La fe de las personas
se acaba o se exalta. Miles acuden a otros sitios para buscar consuelo en donde
las grandes entidades religiosas no lo logran. Se abren más y más centros de
ayuda que prometen la curación, la salvación, la gloria, una nueva vida lejos
de los problemas que nos aquejan. La religión se convierte también en una
industria de sueños, de vivencias y aventuras. Todos los hombres cumplen un
papel fundamental: sanadores, dioses, curas, Papas, sacerdotes, todos una
figura masculina; las mujeres, relegadas mas no en el olvido, cumplen papeles
menos complacientes: incitadoras, monjas que no pueden siquiera oficiar una
misa y no hay más, la religión machista que desde la Edad Media dominó, aunque
diversa en otras miles de religiones, cumple las mismas funciones con los
mismos actores. Todo es negocio y si no lo creen, basta con ver las iglesias
llenas de oro y los feligreses paupérrimos que acuden en harapos.
La medicina ya no
está más al servicio de las vidas, sino de los patrones, los multimillonarios
del negocio farmacéutico. Las medicinas funcionan para mantener esclavizados a
los enfermos no para curarlos, una vez enfermos con una infección grave, sólo
nos queda atenernos al único remedio que conoce la ciencia, pero escépticos
ante las curas más naturales, continuamos un juego infinito de medicamentos
inacabables que nos llevarán, más tarde, al deceso.
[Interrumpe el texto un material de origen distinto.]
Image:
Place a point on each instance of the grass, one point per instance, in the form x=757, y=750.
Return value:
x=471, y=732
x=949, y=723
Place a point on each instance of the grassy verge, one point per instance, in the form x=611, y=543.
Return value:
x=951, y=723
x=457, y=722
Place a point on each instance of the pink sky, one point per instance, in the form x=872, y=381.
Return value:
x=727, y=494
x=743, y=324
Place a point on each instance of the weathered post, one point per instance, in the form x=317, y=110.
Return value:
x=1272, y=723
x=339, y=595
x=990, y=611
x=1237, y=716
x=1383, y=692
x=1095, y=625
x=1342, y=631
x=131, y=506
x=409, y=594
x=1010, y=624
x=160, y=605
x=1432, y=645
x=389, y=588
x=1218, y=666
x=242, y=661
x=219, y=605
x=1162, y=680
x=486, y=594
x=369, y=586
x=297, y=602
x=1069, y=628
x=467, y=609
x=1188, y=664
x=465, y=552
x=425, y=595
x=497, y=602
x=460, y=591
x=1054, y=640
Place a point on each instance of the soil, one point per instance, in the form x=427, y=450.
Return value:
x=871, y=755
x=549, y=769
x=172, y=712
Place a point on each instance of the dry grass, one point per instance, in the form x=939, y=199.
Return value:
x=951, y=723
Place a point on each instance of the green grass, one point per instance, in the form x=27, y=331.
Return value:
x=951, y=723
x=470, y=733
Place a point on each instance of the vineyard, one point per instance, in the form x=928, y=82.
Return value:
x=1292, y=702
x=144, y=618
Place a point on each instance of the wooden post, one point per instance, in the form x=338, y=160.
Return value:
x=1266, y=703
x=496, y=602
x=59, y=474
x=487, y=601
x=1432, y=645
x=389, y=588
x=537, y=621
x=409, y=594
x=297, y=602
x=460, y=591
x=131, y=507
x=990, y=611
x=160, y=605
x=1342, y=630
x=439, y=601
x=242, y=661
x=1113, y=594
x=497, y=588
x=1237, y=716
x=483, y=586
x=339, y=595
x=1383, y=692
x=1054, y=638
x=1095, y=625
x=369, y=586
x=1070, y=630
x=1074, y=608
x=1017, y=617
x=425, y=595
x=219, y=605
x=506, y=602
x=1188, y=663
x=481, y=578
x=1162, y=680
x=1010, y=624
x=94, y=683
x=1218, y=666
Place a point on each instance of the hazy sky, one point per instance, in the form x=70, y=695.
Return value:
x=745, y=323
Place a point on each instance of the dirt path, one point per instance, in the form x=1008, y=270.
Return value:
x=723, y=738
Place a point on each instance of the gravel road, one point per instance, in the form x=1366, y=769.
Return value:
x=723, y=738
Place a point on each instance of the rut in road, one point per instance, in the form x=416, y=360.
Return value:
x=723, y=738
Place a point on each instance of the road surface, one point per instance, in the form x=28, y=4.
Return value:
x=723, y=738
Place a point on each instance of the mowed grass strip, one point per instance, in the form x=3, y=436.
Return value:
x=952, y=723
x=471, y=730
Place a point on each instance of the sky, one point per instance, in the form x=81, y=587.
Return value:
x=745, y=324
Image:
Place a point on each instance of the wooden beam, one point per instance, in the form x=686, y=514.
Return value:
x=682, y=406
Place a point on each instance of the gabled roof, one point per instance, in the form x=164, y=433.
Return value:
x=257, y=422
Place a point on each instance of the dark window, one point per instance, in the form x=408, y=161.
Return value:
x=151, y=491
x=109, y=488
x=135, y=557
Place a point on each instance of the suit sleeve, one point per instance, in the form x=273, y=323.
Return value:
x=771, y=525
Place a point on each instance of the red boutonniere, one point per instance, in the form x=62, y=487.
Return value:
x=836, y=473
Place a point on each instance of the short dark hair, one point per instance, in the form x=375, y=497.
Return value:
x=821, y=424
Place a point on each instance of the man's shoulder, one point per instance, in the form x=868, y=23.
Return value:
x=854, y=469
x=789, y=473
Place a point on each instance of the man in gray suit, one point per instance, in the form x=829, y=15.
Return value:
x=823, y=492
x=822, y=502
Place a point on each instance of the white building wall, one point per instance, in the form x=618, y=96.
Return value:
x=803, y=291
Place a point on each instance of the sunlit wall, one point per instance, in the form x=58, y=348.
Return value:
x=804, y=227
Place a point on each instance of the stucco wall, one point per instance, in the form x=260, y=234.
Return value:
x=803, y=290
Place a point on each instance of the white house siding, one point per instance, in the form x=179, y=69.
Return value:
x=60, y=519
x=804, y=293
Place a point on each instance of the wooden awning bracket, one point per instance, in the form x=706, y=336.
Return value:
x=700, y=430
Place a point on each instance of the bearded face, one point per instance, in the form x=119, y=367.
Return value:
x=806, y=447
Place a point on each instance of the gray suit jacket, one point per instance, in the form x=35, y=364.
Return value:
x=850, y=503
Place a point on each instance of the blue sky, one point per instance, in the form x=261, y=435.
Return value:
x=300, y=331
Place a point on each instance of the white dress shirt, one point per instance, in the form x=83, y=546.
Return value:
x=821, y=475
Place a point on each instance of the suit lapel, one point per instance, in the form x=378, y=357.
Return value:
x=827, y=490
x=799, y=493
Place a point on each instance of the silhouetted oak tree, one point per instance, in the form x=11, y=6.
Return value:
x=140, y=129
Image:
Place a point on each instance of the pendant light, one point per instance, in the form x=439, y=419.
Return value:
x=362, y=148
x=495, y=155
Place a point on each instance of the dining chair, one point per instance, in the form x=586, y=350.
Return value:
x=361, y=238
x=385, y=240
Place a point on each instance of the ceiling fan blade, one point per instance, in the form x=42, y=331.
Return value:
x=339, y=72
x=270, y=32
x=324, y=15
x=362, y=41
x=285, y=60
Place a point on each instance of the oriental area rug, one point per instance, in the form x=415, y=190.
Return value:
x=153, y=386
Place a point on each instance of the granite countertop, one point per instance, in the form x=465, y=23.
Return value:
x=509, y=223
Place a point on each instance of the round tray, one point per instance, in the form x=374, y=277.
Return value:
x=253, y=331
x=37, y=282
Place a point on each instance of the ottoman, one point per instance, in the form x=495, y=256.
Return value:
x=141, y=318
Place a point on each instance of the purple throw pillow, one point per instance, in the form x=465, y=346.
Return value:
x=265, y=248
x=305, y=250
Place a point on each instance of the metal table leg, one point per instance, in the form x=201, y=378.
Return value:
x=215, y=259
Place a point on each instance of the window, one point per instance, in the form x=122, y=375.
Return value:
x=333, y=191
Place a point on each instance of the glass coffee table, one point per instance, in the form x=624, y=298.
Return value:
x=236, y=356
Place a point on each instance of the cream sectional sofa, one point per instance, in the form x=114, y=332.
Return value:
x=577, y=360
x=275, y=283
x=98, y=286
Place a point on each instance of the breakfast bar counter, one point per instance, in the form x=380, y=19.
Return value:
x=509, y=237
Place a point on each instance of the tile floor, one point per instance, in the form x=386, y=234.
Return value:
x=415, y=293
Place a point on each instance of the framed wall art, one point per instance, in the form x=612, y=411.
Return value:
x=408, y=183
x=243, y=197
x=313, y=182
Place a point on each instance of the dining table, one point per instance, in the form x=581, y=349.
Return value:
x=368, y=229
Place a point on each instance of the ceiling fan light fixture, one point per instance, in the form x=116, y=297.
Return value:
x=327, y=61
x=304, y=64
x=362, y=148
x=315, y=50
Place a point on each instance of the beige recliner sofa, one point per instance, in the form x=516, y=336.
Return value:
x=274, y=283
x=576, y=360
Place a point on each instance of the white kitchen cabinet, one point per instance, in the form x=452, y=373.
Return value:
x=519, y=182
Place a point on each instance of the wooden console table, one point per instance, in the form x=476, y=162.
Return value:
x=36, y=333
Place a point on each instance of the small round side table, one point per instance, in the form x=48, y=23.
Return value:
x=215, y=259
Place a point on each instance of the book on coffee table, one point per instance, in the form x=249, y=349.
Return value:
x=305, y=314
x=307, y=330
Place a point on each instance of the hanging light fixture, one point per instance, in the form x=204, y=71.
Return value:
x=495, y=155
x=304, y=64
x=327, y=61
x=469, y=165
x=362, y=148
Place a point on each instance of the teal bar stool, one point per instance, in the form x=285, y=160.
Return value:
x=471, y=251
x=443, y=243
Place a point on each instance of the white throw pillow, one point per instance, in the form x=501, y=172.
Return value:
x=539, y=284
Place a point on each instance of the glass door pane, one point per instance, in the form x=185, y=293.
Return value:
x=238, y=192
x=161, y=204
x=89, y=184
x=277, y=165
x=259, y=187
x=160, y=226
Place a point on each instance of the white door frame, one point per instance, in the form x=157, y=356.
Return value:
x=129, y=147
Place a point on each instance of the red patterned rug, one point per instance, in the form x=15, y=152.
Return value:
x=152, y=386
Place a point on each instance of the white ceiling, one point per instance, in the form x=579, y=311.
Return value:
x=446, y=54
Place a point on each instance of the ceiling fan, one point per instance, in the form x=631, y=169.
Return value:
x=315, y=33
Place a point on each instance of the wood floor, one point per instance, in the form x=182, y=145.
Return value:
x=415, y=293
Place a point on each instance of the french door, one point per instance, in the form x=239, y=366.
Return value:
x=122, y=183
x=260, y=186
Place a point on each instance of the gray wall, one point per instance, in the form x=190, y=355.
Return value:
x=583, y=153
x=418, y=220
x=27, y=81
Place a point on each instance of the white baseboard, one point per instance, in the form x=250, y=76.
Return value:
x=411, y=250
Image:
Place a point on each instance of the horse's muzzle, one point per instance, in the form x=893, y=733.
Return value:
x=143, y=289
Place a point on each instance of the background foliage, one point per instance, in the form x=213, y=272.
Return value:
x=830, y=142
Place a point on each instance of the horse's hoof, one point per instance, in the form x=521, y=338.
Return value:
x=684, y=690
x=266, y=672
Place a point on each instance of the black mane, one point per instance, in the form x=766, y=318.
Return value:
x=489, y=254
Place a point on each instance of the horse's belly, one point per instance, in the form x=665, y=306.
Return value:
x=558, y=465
Ya pobres, sin esperanza de
dejarle algo a nuestros familiares que sobreviven.
Las mujeres exaltan
su feminidad de maneras incorrectas, el gobierno las apoya y al mismo tiempo da
menos libertad a los hombres, los convierte en víctimas de la discriminación al
tratar de evitarla. Nos volvemos rígidas, con un pensamiento cerrado, sin ganas
de hacer preguntas, sólo dar las respuestas, y así, no escuchamos más, vivimos
con la rectitud típica de los gobiernos dictatoriales en la idea ingenua de
creer lograr una diferencia para las mujeres, ya no hay feminismo, hay
dictadura femenina.
Pero aun así, ellas
no son víctimas de la estandarización de la belleza que los medios de
comunicación y las pasarelas de moda nos hacen creer reales, al menos abrieron
los ojos ante lo malo que todas las mujeres creen sobre su cuerpo porque
alguien más se los dice. El ideal contra lo real se convirtió en un debate
ríspido. Las pasarelas y revistas de moda nos mostraban mujeres sofisticadas
con cuerpos que marcaban tendencia. Los hombres morían por ellas y buscábamos
parecernos un poco más para que también murieran por nosotras. Pero no nos
damos cuenta de que ellas son quienes son una minoría, la mayoría tenemos
grandes curvas con prominentes caderas y pechos.